[20230326] Weekly AI ArXiv 만담 시즌2 - 11회차 #77

scene-the-ella · 2023-03-24T09:35:13Z

No description provided.

jungwoo-ha · 2023-03-24T15:26:15Z

News

Conferences
- ICML 2023 and ACL 2023 Rebuttal 모두 수고 많으셨습니다.
- ICML author-reviewer discussion 기간이에요~ (26일까지)
- NeurIPS 2023 Datasets & Benchmarks Track: 6월 1일 (ABS) // 6월 7일 (Full)
ChatGPT Plugin
- ChatGPT 생태계가 만들어지는 큰그림 (Text-to-any app action)
- ChatGPT가 API를 호출할 수 있도록 만들어 그 자체로 다양한 앱을 연동토록 가능 (ChatGPT에 손발눈귀가 모두 달린다)
- 다양한 앱들을 통해 개인의 (앱활용) 데이터는 물론 ChatGPT를 통해 NLP-to-모든 액션이 가능하게...
- Third party Plugin 개발자들에게 새로운 application 기회를 제공, 이제 LM자체가 OS화
- 그렇게 해서 쌓인 NL-to-action 데이터들은 다시 ChatGPT 고도화에 활용...
- 브라우저(WebGPT를 한참 넘어선)와 python interpreter 제공
- Retrieval plugin은 오픈소스로 제공
- Partner third-party
- 현재 AI분야에선 연구와 프러덕트 간격이 엄청 좁다는 것 그래서 겨울이 올 가능성이 매우 낮아진 것을 보여주는 사례
- 대항해시대를 뛰어넘는 대AI시대의 서막 (모든 사용자와 서비스가 AI를 통해 초연결되는 시대)
[The growing influence of industry in AI research]
- 기본적으로 AI연구분야에서 산업계의 영향력이 점점 커지고 있다.
- 학교에서 산업계로 옮기는 교수들도 많아지고 있다 (창업의 영향도 있고 겸직의 영향도 있고)
- Large AI 쪽은 압도적으로 산업계 중심으로 흘러가고 있다.
- 결국 연구는 학교 & 활용은 산업 의 공식은 깨졌다. 연구도 활용도 같이 하는 체제를 모색해야..
GPT4-ChatGPT vs. Bing vs. Bard by The Verge
Bill Gates의 The Age of AI has begun
- 한국어 번역본 by 하이퍼클로바

ArXiv

Text2Video-Zero: Text-to-Image Diffusion Models are Zero-Shot Video Generators
- Stable diffusion으로 비디오 데이터 추가 학습없이 zero shot 으로 text-to-video 만듬
- DDPM foward로 temporal dynamics를 만들 낸다고 그리고 frame별 consistency를 위해 conv와 cross-attn 사이에 cross-frame attention layer를 추가하고 첫째 프레임을 key, value로 나머지 프레임들을 query로 활용
- 일단 512x512 8 frame 이 메인 실험
- ControlNet에도 붙일수 있고 Instruct Video2Video 같은 응용도 가능하다고
- Code: https://github.com/Picsart-AI-Research/Text2Video-Zero (코드는 아직)

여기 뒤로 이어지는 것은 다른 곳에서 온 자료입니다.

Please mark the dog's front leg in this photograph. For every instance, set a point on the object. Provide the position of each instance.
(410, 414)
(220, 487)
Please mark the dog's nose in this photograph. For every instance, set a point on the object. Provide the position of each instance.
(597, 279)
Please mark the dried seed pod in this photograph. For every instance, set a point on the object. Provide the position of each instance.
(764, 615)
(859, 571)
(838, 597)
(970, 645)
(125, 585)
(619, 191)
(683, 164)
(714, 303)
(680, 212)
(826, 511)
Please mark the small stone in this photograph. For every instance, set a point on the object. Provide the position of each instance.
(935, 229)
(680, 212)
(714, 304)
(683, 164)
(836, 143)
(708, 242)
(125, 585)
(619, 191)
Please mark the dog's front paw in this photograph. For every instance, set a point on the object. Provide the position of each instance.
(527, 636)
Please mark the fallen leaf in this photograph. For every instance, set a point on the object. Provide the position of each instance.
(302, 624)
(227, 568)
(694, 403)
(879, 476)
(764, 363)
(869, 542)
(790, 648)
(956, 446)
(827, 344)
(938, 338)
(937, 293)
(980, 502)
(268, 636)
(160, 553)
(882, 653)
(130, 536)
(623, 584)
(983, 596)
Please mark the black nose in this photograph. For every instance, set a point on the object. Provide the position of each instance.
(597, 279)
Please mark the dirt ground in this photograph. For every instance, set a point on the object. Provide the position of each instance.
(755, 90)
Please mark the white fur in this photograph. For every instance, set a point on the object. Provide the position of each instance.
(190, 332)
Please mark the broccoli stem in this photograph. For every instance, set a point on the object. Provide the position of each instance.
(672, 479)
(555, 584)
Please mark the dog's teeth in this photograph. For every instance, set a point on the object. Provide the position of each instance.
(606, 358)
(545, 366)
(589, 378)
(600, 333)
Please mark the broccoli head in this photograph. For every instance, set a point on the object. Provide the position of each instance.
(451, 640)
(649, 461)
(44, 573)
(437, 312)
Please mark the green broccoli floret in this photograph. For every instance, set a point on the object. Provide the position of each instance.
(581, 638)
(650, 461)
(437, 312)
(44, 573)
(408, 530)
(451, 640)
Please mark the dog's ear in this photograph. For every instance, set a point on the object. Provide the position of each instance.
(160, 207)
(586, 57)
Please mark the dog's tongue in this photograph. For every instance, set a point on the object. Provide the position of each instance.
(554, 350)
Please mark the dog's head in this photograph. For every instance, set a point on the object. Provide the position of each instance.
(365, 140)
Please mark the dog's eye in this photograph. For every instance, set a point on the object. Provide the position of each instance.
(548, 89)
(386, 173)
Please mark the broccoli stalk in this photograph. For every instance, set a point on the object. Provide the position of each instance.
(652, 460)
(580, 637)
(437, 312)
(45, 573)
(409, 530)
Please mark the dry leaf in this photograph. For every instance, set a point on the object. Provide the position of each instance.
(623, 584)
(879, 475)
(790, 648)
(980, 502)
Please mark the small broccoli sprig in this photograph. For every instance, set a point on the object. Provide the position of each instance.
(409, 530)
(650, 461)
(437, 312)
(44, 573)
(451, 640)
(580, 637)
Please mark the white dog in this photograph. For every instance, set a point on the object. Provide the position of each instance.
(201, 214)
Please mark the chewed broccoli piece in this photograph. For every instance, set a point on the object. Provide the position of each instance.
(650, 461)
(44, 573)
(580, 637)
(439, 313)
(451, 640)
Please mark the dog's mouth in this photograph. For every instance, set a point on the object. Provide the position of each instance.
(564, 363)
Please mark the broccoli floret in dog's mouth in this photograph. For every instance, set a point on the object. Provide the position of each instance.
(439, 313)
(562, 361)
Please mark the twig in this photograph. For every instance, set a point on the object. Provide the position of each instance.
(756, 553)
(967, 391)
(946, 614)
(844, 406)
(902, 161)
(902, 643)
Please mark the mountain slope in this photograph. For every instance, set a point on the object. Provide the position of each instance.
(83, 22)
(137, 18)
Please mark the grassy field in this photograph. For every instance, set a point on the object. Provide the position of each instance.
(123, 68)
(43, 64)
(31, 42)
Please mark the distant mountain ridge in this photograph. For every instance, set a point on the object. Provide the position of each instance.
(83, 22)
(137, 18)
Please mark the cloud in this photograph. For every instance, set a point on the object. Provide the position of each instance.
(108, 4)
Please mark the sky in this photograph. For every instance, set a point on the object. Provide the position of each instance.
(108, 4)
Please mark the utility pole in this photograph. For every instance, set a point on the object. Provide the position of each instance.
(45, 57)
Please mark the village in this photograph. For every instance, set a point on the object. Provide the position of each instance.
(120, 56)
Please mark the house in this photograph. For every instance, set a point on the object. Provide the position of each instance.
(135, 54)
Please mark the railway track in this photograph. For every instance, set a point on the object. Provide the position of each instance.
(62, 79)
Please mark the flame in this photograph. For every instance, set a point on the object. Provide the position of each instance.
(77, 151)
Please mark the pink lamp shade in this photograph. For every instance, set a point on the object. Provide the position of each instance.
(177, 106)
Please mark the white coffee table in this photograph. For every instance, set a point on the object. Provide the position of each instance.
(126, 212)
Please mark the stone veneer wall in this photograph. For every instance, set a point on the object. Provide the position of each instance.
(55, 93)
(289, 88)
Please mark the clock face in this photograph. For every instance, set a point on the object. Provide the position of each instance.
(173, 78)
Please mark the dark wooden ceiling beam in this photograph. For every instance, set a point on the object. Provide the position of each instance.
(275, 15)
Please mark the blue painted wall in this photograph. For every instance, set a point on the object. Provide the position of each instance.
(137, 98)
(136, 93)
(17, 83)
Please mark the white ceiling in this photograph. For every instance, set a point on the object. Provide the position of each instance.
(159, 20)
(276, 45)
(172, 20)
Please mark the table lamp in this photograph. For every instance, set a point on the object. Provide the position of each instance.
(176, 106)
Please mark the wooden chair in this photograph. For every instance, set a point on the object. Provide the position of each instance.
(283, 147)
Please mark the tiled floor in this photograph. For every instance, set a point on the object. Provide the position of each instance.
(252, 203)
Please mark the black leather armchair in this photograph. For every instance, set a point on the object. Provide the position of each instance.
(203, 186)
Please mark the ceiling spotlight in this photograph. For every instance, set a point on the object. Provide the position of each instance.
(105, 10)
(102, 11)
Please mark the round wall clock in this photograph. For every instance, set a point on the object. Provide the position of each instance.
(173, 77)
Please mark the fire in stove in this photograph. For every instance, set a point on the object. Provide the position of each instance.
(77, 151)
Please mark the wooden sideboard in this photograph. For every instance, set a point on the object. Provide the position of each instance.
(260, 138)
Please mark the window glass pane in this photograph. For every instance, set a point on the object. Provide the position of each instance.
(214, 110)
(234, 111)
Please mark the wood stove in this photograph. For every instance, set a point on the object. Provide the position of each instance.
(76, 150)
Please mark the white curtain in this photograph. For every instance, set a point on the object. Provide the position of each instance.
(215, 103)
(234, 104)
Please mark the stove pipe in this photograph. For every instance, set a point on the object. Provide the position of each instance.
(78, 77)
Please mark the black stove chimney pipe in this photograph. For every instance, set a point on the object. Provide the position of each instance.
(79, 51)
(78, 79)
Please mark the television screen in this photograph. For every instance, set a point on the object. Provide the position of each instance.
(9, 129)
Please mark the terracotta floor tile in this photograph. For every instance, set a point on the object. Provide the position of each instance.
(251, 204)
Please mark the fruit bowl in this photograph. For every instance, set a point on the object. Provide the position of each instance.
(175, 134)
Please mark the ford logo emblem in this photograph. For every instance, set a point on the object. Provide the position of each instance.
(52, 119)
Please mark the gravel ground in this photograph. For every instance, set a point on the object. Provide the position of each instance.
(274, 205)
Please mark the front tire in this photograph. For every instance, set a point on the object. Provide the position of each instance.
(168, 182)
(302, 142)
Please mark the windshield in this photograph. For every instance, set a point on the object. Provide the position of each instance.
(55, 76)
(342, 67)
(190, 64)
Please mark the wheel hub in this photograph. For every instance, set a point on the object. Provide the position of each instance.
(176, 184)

veritas9872 · 2023-03-25T11:25:24Z

News:
ChatGPT Plugins
Blog: https://openai.com/blog/chatgpt-plugins

ChatGPT에서 인터넷 접속 및 외부 앱 연결을 위한 plugin API를 공개했습니다.
현재 안전 이슈 등으로 소수의 유저에게만 공개하고 있으며 waiting list에 등록해야 합니다.

Scaling in the service of reasoning & model-based ML
Blog: https://yoshuabengio.org/2023/03/21/scaling-in-the-service-of-reasoning-model-based-ml

Yoshua Bengio 옹께서 Large Language Model이 System 2 cognition을 하기 위해 현재 LLM의 한계 및 앞으로 나아갈 방향에 대해 논의합니다.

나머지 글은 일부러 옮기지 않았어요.